Minha Felicidade (My Joy),
de Sergei Loznitsa (Alemanha/Ucrânia/Rússia, 2010)

por Eduardo Valente

Nação como destino

Sergei Loznitsa é realizador com vários documentários no currículo (importante lembrar de Blockade, seu forte filme exibido no É Tudo Verdade, sobre o qual escrevi naquela ocasião), que estréia aqui na ficção. Pois o que impressiona mais nesse primeiro filme de Loznitsa é justamente sua capacidade de criar um universo próprio, que se certamente deve muito a diversos aspectos da história e da realidade russa (algo que se poderia esperar, vindo de sua atividade anterior), também deve igualmente à sua capacidade de transfigurar estas duas num imaginário que, desde as primeiras imagens de My Joy, afirma na tela sua capacidade de um respiro próprio da ficção.

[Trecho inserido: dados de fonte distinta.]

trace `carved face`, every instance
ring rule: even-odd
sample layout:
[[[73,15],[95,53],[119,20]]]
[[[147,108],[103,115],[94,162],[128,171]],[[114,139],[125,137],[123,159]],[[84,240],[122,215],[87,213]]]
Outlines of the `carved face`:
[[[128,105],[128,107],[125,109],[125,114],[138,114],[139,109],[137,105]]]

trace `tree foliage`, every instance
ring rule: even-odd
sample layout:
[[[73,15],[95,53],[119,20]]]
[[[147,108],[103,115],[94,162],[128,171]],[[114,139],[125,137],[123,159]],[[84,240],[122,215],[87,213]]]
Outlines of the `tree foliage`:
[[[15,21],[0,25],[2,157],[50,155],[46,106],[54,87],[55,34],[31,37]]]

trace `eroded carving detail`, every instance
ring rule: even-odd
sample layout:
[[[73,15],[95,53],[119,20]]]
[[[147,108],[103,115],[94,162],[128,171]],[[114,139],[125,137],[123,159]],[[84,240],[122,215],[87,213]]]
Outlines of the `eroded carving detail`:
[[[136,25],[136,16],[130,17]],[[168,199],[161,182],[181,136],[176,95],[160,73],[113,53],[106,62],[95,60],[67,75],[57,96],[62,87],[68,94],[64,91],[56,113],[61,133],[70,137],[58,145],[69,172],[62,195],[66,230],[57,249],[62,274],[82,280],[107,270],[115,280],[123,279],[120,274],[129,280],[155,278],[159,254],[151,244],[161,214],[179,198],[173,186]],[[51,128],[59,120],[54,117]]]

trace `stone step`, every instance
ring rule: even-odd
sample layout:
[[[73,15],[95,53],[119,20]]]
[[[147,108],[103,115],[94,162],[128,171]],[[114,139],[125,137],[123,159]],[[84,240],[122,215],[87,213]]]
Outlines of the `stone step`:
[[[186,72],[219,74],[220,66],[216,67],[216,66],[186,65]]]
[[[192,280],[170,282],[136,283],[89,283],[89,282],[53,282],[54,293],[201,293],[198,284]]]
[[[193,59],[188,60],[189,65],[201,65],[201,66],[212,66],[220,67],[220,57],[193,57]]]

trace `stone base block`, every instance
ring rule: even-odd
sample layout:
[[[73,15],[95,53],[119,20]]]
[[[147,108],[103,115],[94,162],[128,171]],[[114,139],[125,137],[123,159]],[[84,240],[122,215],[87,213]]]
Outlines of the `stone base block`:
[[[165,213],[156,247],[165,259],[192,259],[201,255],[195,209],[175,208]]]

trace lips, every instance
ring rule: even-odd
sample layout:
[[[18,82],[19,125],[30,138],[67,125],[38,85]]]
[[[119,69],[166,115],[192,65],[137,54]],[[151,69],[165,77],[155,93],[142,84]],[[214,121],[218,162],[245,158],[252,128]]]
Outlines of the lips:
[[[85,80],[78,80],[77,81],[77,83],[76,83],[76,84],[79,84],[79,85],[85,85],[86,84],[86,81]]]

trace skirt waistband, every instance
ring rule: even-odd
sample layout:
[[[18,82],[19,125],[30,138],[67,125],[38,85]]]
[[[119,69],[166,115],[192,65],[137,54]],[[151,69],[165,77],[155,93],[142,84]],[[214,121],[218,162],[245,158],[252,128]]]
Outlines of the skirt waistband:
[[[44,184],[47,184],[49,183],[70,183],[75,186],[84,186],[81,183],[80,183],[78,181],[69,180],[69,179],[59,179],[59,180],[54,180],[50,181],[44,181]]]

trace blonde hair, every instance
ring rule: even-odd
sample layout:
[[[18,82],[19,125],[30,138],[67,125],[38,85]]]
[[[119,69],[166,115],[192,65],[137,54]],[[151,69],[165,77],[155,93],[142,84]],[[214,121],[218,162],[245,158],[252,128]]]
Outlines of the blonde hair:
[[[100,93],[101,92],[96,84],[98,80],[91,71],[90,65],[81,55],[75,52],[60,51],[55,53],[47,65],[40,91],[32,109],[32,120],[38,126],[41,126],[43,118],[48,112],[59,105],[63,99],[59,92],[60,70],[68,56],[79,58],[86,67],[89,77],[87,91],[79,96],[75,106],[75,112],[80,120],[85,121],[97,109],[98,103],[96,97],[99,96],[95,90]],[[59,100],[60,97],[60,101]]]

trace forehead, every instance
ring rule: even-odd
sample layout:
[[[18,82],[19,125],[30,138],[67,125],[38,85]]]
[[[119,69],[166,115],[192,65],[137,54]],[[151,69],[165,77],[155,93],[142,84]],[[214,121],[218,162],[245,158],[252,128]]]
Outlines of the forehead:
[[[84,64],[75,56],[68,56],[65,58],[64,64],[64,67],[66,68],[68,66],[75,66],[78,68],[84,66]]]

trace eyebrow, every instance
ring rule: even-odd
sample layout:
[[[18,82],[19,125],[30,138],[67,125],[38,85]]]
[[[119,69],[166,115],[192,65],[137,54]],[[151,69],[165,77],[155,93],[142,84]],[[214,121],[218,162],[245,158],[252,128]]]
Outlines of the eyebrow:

Se este respiro tem um norte, este é o da violência, como deixa claro já o primeiríssimo plano (nos dois sentidos do termo) do filme, que mostra um cadáver sendo jogado numa máquina de produzir cimento. O interessante é como esta imagem parece querer nos dizer quase tudo que há para ser dito sobre o filme (a violência indiscriminada como um aspecto fundador daquilo que seria a nação russa), mas ao mesmo tempo não nos dá de fato a menor idéia de como será construído o filme que vem a seguir.Sim, porque talvez o que seja mais curioso notar no filme de Loznitsa é como, apesar da “moral” que haja por trás do seu filme ser praticamente monolítica (aquilo que um crítico resumiu muito bem no último Festival de Cannes como: “nenhum ato bondoso passará sem punição”), a forma como constrói sua narração é altamente sofisticada.

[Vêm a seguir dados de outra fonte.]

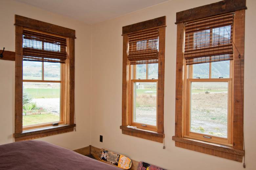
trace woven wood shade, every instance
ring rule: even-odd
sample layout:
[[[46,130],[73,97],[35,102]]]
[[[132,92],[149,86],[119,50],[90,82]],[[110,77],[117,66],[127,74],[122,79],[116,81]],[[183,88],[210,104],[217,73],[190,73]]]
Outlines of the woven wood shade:
[[[229,13],[185,23],[186,64],[233,59],[233,18]]]
[[[128,59],[131,64],[158,62],[158,29],[134,33],[128,35]]]
[[[65,38],[23,30],[23,60],[64,63],[66,47]]]

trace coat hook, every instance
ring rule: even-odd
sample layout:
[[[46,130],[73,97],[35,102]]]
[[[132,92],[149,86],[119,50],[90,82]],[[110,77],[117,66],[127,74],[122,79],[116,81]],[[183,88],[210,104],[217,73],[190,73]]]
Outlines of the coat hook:
[[[2,52],[2,53],[1,53],[1,54],[0,54],[0,58],[3,58],[4,57],[4,55],[3,54],[3,53],[4,53],[4,51],[5,51],[5,48],[4,47],[4,49],[3,49],[3,51]]]

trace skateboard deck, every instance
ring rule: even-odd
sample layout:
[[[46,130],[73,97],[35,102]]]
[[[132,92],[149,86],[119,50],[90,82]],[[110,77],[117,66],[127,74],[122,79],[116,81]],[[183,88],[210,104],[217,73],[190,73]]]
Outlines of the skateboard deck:
[[[153,165],[143,162],[139,162],[137,170],[166,170]]]
[[[132,160],[122,155],[102,149],[99,153],[99,159],[124,169],[129,169],[132,167]]]

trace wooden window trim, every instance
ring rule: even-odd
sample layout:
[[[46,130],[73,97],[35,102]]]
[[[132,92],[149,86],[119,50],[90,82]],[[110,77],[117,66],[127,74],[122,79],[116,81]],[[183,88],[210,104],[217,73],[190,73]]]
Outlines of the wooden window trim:
[[[233,4],[230,3],[232,1]],[[175,105],[175,133],[173,137],[175,146],[198,152],[217,156],[237,161],[242,162],[244,155],[244,68],[245,20],[245,1],[226,0],[195,9],[188,10],[177,13],[177,49],[176,70],[176,95]],[[221,5],[222,4],[223,6]],[[221,7],[220,7],[220,6]],[[184,79],[184,61],[183,58],[184,39],[183,23],[209,16],[205,11],[211,12],[211,15],[235,11],[234,19],[233,71],[232,73],[234,89],[233,114],[232,146],[216,144],[209,142],[189,139],[185,138],[182,132],[184,128],[182,119],[184,102],[183,88]],[[212,9],[215,9],[212,10]],[[223,11],[220,11],[222,9]],[[200,12],[195,12],[201,10]],[[184,16],[186,16],[184,17]],[[180,18],[179,19],[178,18]],[[238,51],[240,53],[239,55]],[[225,148],[223,150],[224,148]],[[228,148],[226,149],[226,148]]]
[[[22,25],[24,27],[20,26],[22,25],[21,23],[23,23]],[[15,141],[32,139],[70,132],[71,131],[71,129],[72,131],[74,131],[74,127],[75,126],[74,124],[75,30],[16,15],[15,15],[14,25],[15,25],[15,130],[13,136],[15,138]],[[46,28],[48,28],[46,32],[54,34],[56,33],[56,32],[58,32],[57,34],[58,35],[68,35],[67,36],[68,37],[66,37],[67,59],[65,66],[62,64],[61,66],[63,71],[62,73],[65,73],[62,74],[61,76],[63,77],[61,79],[62,81],[64,79],[65,80],[63,81],[64,83],[62,83],[63,88],[61,93],[65,96],[62,98],[65,98],[66,99],[62,102],[63,105],[66,106],[66,107],[65,109],[62,107],[61,108],[63,110],[64,113],[63,117],[61,117],[61,121],[60,123],[64,124],[57,126],[52,126],[42,127],[50,125],[50,124],[48,123],[37,126],[25,127],[24,128],[22,126],[23,30],[24,29],[33,29],[40,32],[45,31],[42,30]],[[59,30],[58,30],[58,29]],[[57,30],[55,30],[55,29],[57,29]],[[26,80],[24,81],[26,81]],[[44,81],[46,82],[45,80]],[[35,128],[37,128],[30,129]],[[31,133],[29,131],[32,131],[33,133]],[[27,133],[28,132],[30,132]]]
[[[123,134],[141,138],[162,143],[163,142],[163,104],[164,78],[164,55],[165,51],[165,27],[166,17],[164,16],[152,20],[132,24],[123,27],[123,77],[122,101],[122,129]],[[128,50],[128,34],[137,32],[152,29],[159,29],[158,79],[157,90],[157,132],[137,128],[129,128],[129,110],[130,109],[131,73],[131,69],[127,59]],[[133,74],[134,74],[134,72]],[[134,76],[134,75],[133,76]],[[150,129],[152,130],[153,129]],[[159,136],[155,137],[156,134]]]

Existe por trás de tudo, afinal, um protagonista: o motorista de caminhão Georgy. Mas esse protagonista não será um só: da mesma forma que, sobre ele, não sabemos quase nada do passado (sua cena inicial saindo de casa é um primor de mistério e sugestão), ele também sofrerá mudanças absolutamente irreversíveis ao longo da trama. A maneira como encadeia essas mudanças, e como ao mesmo tempo as faz fluir, é o grande trunfo da narrativa do filme, pois acompanhamos com enorme empatia um personagem sobre o qual, num primeiro momento nada sabemos e que, depois, se torna (para dizer o mínimo) um tanto desagradável. No entanto, não estaria errado quem afirmasse que o verdadeiro protagonista do filme é mesmo um chamado “espírito russo”, do qual Loznitsa parece querer buscar, se não exatamente as origens, pelo menos o ponto de “não-retorno”.

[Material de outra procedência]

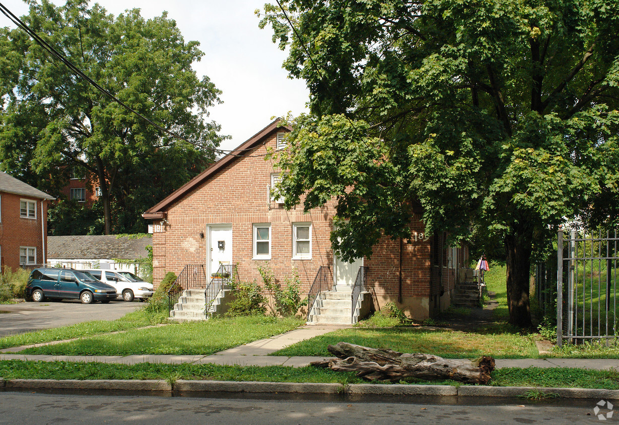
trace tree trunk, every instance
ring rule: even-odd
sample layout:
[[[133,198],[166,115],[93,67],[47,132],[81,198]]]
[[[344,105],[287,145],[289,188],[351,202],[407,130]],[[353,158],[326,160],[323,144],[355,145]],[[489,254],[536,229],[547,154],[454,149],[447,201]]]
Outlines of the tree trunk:
[[[100,158],[95,160],[97,164],[97,177],[99,179],[99,187],[101,188],[101,202],[103,204],[103,223],[105,234],[110,234],[111,232],[111,208],[110,207],[110,192],[111,192],[111,182],[108,184],[105,176],[105,168],[103,161]]]
[[[494,359],[487,356],[474,361],[443,359],[433,354],[403,354],[345,342],[329,345],[328,350],[339,359],[315,361],[311,364],[340,372],[357,372],[357,376],[370,380],[397,382],[417,378],[487,384],[495,368]]]
[[[507,302],[509,323],[532,328],[529,293],[532,231],[519,229],[505,237],[507,253]]]

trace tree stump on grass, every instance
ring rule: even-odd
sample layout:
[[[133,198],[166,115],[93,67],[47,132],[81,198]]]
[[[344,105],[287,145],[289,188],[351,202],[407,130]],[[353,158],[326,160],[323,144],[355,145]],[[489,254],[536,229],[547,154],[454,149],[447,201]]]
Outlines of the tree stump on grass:
[[[339,358],[314,361],[311,364],[340,372],[356,372],[357,376],[368,380],[394,382],[417,378],[485,384],[495,369],[495,359],[488,356],[475,360],[444,359],[433,354],[402,353],[345,342],[329,345],[327,350]]]

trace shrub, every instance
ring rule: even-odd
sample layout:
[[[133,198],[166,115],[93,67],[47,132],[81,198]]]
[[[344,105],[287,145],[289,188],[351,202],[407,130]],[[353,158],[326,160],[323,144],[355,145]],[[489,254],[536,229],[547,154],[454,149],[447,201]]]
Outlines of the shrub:
[[[391,317],[397,319],[400,324],[408,323],[410,322],[406,317],[404,312],[399,308],[395,303],[391,302],[385,304],[381,311],[381,314],[386,317]]]
[[[225,316],[264,315],[266,312],[267,299],[262,288],[254,282],[240,282],[235,289],[236,298],[228,304]]]
[[[264,265],[258,265],[258,273],[262,278],[264,288],[269,291],[267,305],[271,316],[295,316],[300,308],[308,304],[307,298],[301,299],[301,280],[294,268],[292,269],[292,277],[284,279],[285,285],[284,289],[275,281],[273,271],[268,263]]]
[[[25,298],[30,275],[30,272],[24,268],[17,268],[14,272],[11,267],[4,266],[0,281],[0,303],[13,298]]]
[[[162,300],[165,300],[168,297],[168,291],[170,290],[170,288],[172,286],[172,284],[176,281],[176,275],[173,272],[168,272],[168,273],[165,273],[165,276],[163,277],[161,283],[159,284],[159,286],[153,293],[152,296],[150,297],[150,300],[149,302],[159,302]]]

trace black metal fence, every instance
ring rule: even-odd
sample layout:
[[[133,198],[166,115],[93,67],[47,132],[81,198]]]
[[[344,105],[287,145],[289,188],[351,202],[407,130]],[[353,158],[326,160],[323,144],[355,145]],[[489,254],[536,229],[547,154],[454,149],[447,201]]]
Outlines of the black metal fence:
[[[310,288],[310,292],[308,293],[308,320],[310,320],[310,314],[318,294],[321,292],[331,291],[332,289],[333,289],[333,274],[331,273],[331,268],[328,265],[321,265],[318,268],[318,272],[316,273],[316,277],[314,278],[314,281]]]
[[[350,313],[350,320],[352,323],[354,323],[355,321],[355,311],[357,310],[357,303],[359,302],[359,296],[361,292],[365,290],[367,281],[368,267],[362,265],[359,267],[359,271],[357,272],[357,278],[355,279],[355,285],[352,288],[352,294],[351,294],[352,311]]]
[[[617,338],[617,230],[560,230],[557,344]]]
[[[202,264],[188,264],[168,290],[168,309],[171,311],[183,291],[206,288],[206,272]]]
[[[556,315],[556,260],[554,255],[535,265],[534,281],[536,319],[540,322],[545,318],[554,321]]]

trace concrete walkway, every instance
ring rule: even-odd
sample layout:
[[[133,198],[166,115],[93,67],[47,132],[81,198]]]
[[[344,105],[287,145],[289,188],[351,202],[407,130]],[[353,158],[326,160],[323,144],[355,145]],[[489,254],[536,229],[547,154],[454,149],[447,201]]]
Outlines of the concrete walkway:
[[[0,354],[0,360],[33,360],[38,361],[98,362],[135,364],[137,363],[193,363],[195,364],[237,364],[240,366],[285,366],[300,367],[313,361],[328,357],[269,356],[285,346],[314,337],[350,326],[333,325],[306,325],[285,333],[254,341],[216,353],[210,356],[200,354],[175,356],[134,354],[129,356],[50,356],[46,354]],[[24,347],[25,348],[25,347]],[[20,348],[23,349],[23,348]],[[0,350],[7,351],[7,350]],[[619,371],[619,359],[498,359],[496,368],[501,367],[581,367]]]

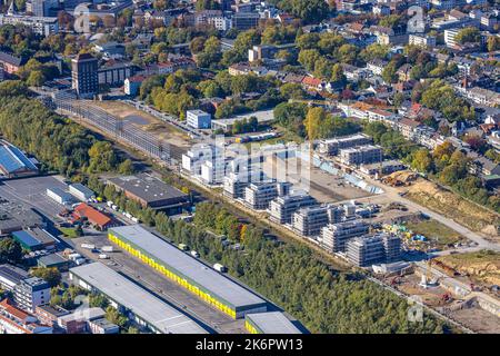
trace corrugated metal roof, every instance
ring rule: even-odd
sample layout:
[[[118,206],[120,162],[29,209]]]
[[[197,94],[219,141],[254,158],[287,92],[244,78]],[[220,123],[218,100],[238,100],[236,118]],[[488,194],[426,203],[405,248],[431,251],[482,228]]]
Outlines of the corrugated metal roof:
[[[140,225],[120,226],[109,229],[119,237],[128,239],[131,244],[147,251],[152,258],[173,268],[201,288],[206,289],[219,300],[226,300],[234,308],[244,308],[266,300],[247,290],[214,269],[207,267],[196,258],[181,251],[171,244],[152,235]]]
[[[6,144],[0,146],[0,166],[9,174],[20,169],[37,170],[37,166],[23,152],[17,147]]]
[[[246,318],[263,334],[302,334],[281,312],[247,314]]]
[[[101,263],[70,269],[163,334],[207,334],[194,320]]]

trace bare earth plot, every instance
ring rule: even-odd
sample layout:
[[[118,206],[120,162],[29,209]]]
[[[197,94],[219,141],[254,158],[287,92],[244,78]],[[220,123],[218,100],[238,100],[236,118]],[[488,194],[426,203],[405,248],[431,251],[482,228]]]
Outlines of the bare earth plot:
[[[190,138],[186,132],[130,105],[120,101],[96,101],[94,105],[117,118],[133,123],[141,130],[158,136],[170,145],[183,149],[191,146]]]
[[[500,215],[470,202],[458,195],[443,190],[434,184],[419,180],[408,188],[406,198],[409,198],[448,218],[489,236],[491,240],[500,241],[496,226],[500,225]]]

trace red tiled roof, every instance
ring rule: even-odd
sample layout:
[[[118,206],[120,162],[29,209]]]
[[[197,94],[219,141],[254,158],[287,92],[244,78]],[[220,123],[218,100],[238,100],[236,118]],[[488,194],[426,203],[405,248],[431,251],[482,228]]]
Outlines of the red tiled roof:
[[[310,87],[318,87],[321,85],[321,79],[313,78],[313,77],[303,77],[302,83]]]
[[[18,318],[20,320],[24,320],[27,317],[30,316],[24,310],[21,310],[21,309],[17,308],[16,306],[13,306],[8,298],[0,301],[0,308],[4,309],[7,313],[9,313],[10,315],[13,315],[16,318]]]
[[[82,202],[74,208],[74,212],[78,214],[80,217],[86,217],[89,219],[90,222],[99,225],[99,226],[106,226],[109,222],[111,222],[111,218],[103,215],[102,212],[96,210],[91,206]]]

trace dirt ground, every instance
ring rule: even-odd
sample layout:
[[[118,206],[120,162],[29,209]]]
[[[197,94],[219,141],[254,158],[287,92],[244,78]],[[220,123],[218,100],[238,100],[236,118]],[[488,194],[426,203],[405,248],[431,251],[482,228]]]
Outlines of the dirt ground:
[[[500,333],[500,318],[480,307],[451,312],[449,316],[480,334]]]
[[[184,149],[191,146],[191,140],[186,132],[130,105],[118,101],[97,101],[94,105],[117,118],[133,123],[141,130],[158,136],[170,145]]]
[[[477,251],[442,256],[438,259],[459,273],[469,275],[481,285],[500,285],[500,254]]]
[[[494,227],[500,226],[500,215],[470,202],[458,195],[443,190],[437,185],[419,179],[407,190],[407,198],[414,200],[434,211],[452,218],[474,231],[488,234],[491,239],[499,240]]]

Este ponto, para surpresa de quase ninguém, está na II Guerra Mundial, que acaba sendo o palco dos dois momentos em que a narrativa de Georgy dá uma pausa para olharmos para narrativas passadas de outros personagens (sendo que, um deles, é um flashback que parte de uma casa). Nos dois momentos, significativos dentro do discurso do filme exatamente porque externos ao trajeto do personagem central, emergem uma mesma crueldade e incapacidade de lidar com o mundo (e com o outro) por qualquer outra chave que não a da matança e do abuso de poder – os mesmos elementos que perseguem Georgy ao longo, literalmente, da sua estrada. Sobre essa estrada, que parece ser aquela que o transforma de homem em monstro fadado à escuridão (como no plano final), cabe perguntar se esta não sempre foi muito mais o destino incontornável do personagem do que sua agente modificadora.